Мне было четырнадцать

Что, если «это» не проходит? И нежелание жить, как побочный эффект гормонального сбоя подросткового возраста, человек уносит с собой во взрослую жизнь. Этот опыт одной души помогает понять и увидеть, что не гормоны только стоят за мыслями о суициде. Есть сила, которая настойчиво старается увести от Света как можно большее количество людей.

 

Мне четырнадцать

«Не хочу жить! Не хочу!..» Мне 14 лет, и я поругалась с мамой. Чувство обиды, несправедливости и бессилия жжёт нестерпимо. Выхода нет! Выскакиваю в сердцах из квартиры, в подъезде пусто и тихо. Поднимаюсь на этаж выше и, обессилев от нервного напряжения, сажусь на ступеньки.

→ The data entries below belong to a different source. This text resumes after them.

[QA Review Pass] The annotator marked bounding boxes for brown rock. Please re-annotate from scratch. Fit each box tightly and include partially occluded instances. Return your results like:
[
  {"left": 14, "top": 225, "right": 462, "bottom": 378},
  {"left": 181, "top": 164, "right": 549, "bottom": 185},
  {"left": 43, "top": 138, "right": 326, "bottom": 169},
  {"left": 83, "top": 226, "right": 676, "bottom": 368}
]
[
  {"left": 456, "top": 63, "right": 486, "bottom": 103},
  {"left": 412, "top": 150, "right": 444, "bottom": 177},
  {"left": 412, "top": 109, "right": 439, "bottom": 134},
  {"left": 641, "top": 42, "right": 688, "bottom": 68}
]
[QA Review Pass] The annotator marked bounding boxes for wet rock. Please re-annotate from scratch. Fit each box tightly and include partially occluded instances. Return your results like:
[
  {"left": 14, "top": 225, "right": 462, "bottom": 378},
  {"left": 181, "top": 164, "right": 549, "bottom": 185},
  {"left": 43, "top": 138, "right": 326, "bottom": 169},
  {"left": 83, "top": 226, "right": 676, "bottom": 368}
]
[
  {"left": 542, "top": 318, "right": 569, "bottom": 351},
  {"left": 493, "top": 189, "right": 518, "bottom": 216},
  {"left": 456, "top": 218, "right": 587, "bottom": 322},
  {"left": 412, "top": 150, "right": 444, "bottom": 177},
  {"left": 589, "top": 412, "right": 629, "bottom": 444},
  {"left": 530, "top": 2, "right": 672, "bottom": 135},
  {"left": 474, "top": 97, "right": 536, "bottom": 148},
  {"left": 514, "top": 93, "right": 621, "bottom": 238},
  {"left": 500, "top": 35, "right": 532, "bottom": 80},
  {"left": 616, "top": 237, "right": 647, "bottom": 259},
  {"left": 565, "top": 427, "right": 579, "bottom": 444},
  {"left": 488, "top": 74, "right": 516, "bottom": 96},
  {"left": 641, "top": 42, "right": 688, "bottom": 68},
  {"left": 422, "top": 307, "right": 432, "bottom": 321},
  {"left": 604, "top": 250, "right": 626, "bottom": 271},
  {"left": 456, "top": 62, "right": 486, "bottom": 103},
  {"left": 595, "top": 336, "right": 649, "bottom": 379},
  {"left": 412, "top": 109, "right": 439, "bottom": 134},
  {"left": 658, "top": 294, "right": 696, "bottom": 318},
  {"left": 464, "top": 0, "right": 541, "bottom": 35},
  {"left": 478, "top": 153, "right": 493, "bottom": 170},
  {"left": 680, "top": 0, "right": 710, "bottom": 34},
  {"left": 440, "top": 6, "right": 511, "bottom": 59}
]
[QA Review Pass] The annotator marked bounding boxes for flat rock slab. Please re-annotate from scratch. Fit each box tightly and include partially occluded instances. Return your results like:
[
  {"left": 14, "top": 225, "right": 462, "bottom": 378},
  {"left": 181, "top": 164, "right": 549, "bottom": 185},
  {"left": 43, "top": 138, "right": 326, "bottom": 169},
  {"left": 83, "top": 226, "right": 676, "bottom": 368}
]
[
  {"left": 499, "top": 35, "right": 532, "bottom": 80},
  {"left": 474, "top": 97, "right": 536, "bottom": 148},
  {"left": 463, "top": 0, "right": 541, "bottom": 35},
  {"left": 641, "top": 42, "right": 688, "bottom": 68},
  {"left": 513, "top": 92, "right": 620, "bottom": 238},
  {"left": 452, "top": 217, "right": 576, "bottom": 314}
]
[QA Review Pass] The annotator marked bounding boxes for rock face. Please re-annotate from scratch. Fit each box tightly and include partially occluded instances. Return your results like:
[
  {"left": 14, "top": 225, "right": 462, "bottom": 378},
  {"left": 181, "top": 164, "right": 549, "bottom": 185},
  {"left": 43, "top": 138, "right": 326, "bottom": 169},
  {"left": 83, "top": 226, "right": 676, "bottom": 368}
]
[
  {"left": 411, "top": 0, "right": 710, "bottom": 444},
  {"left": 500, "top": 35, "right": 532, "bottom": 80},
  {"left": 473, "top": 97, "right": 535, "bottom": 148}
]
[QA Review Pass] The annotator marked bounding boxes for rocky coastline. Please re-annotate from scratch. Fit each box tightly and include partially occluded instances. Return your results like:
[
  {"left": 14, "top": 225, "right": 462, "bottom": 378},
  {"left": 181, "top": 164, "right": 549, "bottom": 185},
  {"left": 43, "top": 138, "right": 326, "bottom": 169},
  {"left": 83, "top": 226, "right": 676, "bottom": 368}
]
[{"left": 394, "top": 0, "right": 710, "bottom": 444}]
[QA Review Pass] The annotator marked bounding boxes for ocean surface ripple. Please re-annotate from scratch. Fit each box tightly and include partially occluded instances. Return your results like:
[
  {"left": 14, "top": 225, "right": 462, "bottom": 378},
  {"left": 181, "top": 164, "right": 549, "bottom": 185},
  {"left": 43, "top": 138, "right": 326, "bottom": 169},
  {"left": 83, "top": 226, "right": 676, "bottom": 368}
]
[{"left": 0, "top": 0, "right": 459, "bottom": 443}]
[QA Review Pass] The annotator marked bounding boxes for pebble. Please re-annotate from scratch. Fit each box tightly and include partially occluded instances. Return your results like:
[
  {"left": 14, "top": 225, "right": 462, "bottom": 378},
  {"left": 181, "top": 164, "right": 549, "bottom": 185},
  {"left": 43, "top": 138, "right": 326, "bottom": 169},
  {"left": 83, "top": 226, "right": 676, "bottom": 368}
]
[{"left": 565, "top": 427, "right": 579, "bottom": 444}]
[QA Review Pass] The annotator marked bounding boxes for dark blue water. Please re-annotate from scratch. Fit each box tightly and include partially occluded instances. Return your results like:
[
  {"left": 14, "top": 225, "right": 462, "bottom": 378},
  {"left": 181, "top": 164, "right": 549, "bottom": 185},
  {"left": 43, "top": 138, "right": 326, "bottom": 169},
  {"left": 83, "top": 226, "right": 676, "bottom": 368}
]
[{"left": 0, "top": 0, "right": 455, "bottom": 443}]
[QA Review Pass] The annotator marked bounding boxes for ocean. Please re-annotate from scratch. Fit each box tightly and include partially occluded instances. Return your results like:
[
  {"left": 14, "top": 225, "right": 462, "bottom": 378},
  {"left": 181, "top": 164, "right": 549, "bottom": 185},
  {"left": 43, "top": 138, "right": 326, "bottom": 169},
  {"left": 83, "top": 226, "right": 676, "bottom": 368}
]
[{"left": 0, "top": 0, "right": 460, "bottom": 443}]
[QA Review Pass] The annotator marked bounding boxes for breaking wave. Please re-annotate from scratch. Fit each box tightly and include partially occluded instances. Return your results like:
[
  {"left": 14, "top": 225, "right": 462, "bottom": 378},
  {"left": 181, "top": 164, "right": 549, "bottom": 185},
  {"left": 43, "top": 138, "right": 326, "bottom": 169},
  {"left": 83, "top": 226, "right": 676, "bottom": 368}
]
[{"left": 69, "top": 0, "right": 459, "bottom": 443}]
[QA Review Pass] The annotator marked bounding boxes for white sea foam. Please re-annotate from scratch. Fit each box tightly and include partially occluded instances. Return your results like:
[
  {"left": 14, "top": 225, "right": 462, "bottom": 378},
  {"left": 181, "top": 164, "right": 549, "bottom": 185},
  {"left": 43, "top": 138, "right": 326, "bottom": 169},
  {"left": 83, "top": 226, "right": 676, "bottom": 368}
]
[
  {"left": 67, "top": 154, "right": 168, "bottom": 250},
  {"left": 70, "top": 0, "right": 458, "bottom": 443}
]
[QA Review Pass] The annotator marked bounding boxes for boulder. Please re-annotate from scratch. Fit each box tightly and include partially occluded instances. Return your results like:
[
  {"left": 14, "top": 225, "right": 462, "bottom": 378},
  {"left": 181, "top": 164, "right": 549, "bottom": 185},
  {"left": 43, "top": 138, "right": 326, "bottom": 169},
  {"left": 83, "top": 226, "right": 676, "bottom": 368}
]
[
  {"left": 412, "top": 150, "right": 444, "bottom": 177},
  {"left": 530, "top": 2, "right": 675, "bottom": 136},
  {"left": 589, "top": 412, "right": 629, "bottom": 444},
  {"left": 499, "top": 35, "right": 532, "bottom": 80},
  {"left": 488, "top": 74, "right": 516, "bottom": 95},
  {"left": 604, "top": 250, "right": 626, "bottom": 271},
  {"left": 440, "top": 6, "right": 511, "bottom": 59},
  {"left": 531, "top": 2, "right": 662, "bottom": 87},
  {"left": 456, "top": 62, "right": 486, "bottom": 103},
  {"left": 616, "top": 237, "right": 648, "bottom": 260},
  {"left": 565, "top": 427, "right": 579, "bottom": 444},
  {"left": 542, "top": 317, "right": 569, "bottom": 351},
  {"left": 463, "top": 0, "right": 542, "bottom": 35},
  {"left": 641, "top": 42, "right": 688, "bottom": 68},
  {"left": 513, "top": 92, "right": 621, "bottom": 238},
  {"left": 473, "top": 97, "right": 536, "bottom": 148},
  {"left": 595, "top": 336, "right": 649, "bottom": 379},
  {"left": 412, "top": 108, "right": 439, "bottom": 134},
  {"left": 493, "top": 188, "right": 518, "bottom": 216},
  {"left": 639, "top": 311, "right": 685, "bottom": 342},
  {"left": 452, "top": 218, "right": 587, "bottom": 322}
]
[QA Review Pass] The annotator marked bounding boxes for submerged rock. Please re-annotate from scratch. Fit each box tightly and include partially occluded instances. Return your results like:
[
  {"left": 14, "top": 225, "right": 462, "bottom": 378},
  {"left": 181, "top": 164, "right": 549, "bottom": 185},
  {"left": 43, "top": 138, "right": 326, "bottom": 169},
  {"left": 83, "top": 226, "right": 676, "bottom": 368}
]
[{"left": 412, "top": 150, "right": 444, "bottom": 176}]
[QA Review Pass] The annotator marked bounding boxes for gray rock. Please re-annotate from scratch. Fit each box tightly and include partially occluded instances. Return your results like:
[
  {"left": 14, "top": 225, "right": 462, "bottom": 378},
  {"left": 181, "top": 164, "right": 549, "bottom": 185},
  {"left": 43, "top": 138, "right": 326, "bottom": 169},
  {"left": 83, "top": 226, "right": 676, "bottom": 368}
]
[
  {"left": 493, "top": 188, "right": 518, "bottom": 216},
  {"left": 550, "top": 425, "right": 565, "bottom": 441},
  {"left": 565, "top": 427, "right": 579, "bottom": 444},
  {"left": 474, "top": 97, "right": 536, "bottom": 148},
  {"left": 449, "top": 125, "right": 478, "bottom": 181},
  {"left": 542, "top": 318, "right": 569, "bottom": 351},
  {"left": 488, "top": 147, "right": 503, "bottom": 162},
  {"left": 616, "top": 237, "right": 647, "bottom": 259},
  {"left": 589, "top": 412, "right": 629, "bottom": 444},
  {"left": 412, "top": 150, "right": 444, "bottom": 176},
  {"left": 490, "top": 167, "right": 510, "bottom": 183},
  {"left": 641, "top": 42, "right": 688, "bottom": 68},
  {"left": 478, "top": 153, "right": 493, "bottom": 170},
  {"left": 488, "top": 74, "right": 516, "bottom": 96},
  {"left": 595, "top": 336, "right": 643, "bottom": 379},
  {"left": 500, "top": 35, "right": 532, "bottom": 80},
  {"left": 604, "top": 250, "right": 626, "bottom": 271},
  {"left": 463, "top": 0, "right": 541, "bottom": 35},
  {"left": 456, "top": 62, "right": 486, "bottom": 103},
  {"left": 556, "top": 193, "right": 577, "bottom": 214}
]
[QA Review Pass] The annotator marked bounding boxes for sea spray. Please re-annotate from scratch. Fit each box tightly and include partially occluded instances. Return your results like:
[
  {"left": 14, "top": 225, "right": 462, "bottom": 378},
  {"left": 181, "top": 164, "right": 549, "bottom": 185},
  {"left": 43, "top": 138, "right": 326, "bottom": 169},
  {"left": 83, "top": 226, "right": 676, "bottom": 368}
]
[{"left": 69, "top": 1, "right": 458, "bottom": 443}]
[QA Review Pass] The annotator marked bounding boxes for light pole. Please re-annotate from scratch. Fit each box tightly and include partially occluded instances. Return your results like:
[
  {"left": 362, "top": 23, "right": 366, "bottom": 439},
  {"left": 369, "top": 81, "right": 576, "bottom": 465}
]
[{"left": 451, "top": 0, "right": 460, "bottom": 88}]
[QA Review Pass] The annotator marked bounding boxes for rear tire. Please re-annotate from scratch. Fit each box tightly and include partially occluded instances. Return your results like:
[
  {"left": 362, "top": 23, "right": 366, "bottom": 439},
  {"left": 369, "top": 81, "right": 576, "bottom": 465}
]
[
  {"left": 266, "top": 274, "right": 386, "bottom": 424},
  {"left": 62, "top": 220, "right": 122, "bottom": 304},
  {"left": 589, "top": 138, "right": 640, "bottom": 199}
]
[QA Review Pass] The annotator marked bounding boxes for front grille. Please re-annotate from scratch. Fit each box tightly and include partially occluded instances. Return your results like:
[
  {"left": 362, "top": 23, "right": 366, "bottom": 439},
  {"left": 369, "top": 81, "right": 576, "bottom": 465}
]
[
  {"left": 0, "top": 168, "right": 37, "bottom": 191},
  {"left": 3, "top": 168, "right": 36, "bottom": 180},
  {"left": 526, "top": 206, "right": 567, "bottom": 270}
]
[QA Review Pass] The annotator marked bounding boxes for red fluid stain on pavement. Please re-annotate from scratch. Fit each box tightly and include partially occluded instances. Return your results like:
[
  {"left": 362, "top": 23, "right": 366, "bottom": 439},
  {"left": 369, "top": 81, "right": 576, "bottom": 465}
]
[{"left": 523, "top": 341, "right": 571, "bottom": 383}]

И тут душу накрывает какая-то тёмная, влажная, успокаивающая волна бесстрашия: «Можно и не жить...». Это была абсолютно новая, вывалившаяся из ниоткуда, неожиданная мысль. Или, скорее, чувство прорыва, оформившееся в ТАКОЕ осознание, что можно самой взять и перестать жить, чтобы не страдать, не чувствовать боль — чтобы остановить всё это.

Но бурное воображение быстро прокрутило возможные действия и последствия, и стало страшно. Жить не хотелось, но и умирать тоже. И как-то само собой получилось жить дальше.

Мне восемнадцать

До окончания средней школы не было больше у меня таких находов. Вроде и ссоры с мамой не прекратились, и всякие другие сложности случались, но как-то до пика непримиримости и отчаяния не доходило.

Однако освобождающая лёгкость того суицидального касания, судя по всему, душе запомнилась. И когда на юную мою психику навалилась классическая фрустрация в виде непоступления в престижный вуз на вожделенный факультет, состояние «не хочу жить» исподволь вернулось. Сначала слабым намёком на мысль, потом вполне оформившимся осознанием выхода из всех ситуаций сразу, а затем как-то совсем незаметно стало рефреном самого моего существования.

Ох, как я помню эту постоянную отягощённость жизнью, нестерпимое чувство невозможности жить... Девочка достаточно умная и красивая, коммуникабельная и открытая. Всё есть: подруги, нежные дружбы и привязанности, социальная активность — и при этом почти постоянный, почти неосознаваемый холодок в душе. А от него тоска. И никакого избавления.

Ощущение предела наступило, когда прочитала книгу Карла Леонгарда «Акцентуированные личности». Да я вся — сплошная акцентуация! И папа мой такой, и мама. И дети мои такими же будут. Не хочу этого, не хочу так! Жить не хочу. Умирать надо. И потянулись месяцы поиска повода.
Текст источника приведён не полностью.